Malaria remains a primary cause of childhood illness and death in sub-Saharan Africa. More than 260 000 African children under the age of five die from malaria annually.
In recent years, WHO and its partners have been reporting a stagnation in progress against the deadly disease.
“For centuries, malaria has stalked sub-Saharan Africa, causing immense personal suffering,” said Dr Matshidiso Moeti, WHO Regional Director for Africa. “We have long hoped for an effective malaria vaccine and now for the first time ever, we have such a vaccine recommended for widespread use. Today’s recommendation offers a glimmer of hope for the continent which shoulders the heaviest burden of the disease and we expect many more African children to be protected from malaria and grow into healthy adults.”

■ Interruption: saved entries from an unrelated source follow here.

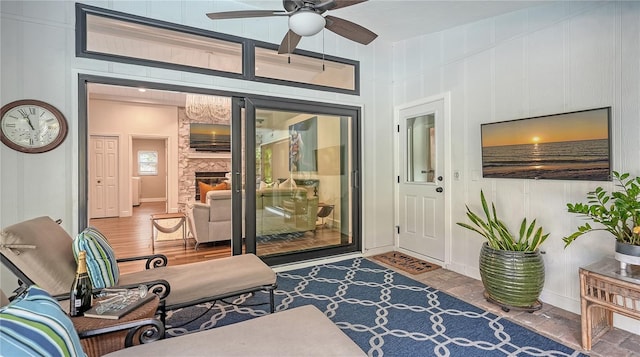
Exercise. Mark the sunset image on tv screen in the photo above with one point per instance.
(570, 146)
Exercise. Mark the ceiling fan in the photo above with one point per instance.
(305, 19)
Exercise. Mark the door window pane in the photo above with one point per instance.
(147, 163)
(303, 190)
(420, 150)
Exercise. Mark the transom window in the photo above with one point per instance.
(147, 163)
(120, 37)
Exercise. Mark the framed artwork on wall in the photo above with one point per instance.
(303, 146)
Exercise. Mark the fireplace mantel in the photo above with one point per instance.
(209, 155)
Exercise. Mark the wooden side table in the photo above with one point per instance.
(604, 289)
(103, 344)
(182, 224)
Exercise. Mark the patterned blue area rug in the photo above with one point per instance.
(385, 313)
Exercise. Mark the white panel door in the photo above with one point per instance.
(420, 192)
(103, 176)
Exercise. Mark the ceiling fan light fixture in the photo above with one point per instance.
(306, 23)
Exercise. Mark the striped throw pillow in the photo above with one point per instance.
(101, 260)
(34, 324)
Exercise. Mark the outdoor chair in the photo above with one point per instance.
(39, 251)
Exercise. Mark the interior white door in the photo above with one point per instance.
(420, 188)
(103, 176)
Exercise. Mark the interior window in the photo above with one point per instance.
(148, 163)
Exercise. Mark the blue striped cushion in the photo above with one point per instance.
(101, 260)
(35, 325)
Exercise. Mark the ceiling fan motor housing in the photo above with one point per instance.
(306, 22)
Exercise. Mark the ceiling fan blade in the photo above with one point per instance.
(244, 14)
(349, 30)
(289, 42)
(345, 3)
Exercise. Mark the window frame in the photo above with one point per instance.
(145, 173)
(248, 51)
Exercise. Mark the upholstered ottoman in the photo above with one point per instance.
(301, 331)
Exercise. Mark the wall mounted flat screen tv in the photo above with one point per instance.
(567, 146)
(210, 137)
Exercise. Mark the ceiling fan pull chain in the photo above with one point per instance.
(323, 50)
(289, 47)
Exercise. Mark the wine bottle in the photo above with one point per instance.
(80, 296)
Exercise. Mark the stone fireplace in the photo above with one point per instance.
(190, 162)
(210, 178)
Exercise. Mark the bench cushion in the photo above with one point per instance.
(211, 278)
(301, 331)
(34, 324)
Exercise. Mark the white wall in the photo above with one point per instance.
(38, 61)
(137, 120)
(545, 60)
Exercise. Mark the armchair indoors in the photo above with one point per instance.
(212, 220)
(39, 251)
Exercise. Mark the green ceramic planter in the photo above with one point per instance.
(513, 279)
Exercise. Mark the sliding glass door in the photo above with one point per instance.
(302, 196)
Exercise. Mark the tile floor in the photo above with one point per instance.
(558, 324)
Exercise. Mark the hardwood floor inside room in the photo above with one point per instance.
(131, 236)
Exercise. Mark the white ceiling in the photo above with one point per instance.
(396, 20)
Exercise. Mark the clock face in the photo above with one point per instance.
(32, 126)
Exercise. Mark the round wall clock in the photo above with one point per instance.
(32, 126)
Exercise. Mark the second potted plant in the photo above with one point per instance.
(512, 269)
(617, 213)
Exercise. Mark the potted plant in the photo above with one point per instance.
(512, 269)
(616, 212)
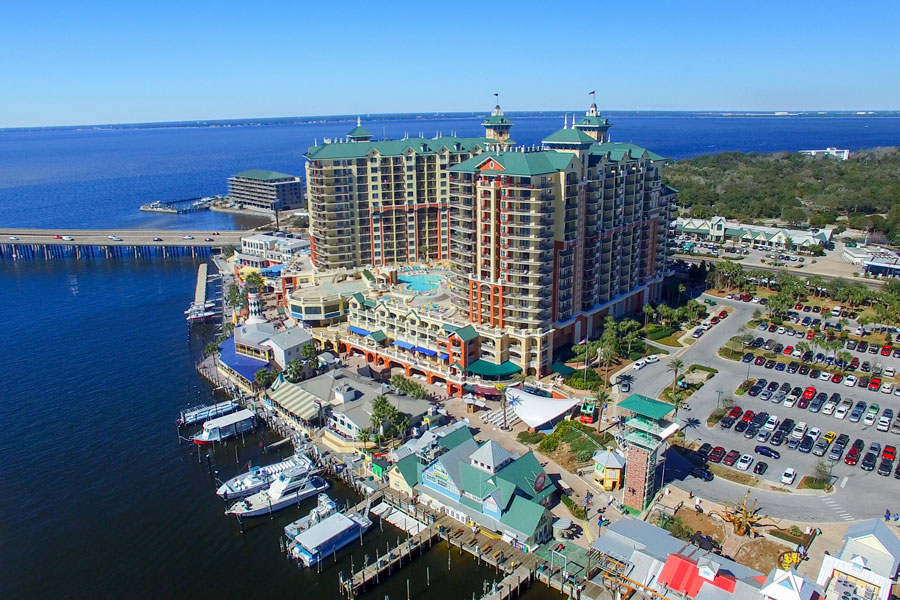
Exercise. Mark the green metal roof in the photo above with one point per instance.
(647, 407)
(475, 481)
(394, 147)
(523, 515)
(518, 163)
(410, 469)
(359, 131)
(522, 473)
(488, 369)
(455, 438)
(617, 150)
(569, 136)
(263, 175)
(467, 333)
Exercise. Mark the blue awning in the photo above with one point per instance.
(245, 366)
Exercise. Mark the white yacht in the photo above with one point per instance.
(259, 478)
(291, 487)
(325, 508)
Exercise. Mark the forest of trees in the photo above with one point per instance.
(796, 188)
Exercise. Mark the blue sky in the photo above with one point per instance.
(112, 62)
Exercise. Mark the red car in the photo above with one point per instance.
(731, 458)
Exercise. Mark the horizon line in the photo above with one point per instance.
(375, 116)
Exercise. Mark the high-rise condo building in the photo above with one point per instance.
(540, 245)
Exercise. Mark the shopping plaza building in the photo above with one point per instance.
(520, 251)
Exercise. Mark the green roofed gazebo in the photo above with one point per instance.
(646, 407)
(562, 368)
(489, 369)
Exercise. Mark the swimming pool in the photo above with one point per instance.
(421, 283)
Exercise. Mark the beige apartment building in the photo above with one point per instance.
(540, 245)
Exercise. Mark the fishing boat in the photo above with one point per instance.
(259, 478)
(222, 428)
(291, 487)
(327, 537)
(205, 412)
(324, 509)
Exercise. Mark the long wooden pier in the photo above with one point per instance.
(391, 561)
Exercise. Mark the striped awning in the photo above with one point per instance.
(295, 400)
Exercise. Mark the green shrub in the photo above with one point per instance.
(661, 333)
(527, 437)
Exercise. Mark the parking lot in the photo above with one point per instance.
(845, 503)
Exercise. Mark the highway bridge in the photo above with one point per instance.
(121, 237)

WHO recommendation for the RTS,S malaria vaccine
Based on the advice of two WHO global advisory bodies, one for immunization and the other for malaria, the Organization recommends that:
WHO recommends that in the context of comprehensive malaria control the RTS,S/AS01 malaria vaccine be used for the prevention of P. falciparum malaria in children living in regions with moderate to high transmission as defined by WHO. RTS,S/AS01 malaria vaccine should be provided in a schedule of 4 doses in children from 5 months of age for the reduction of malaria disease and burden.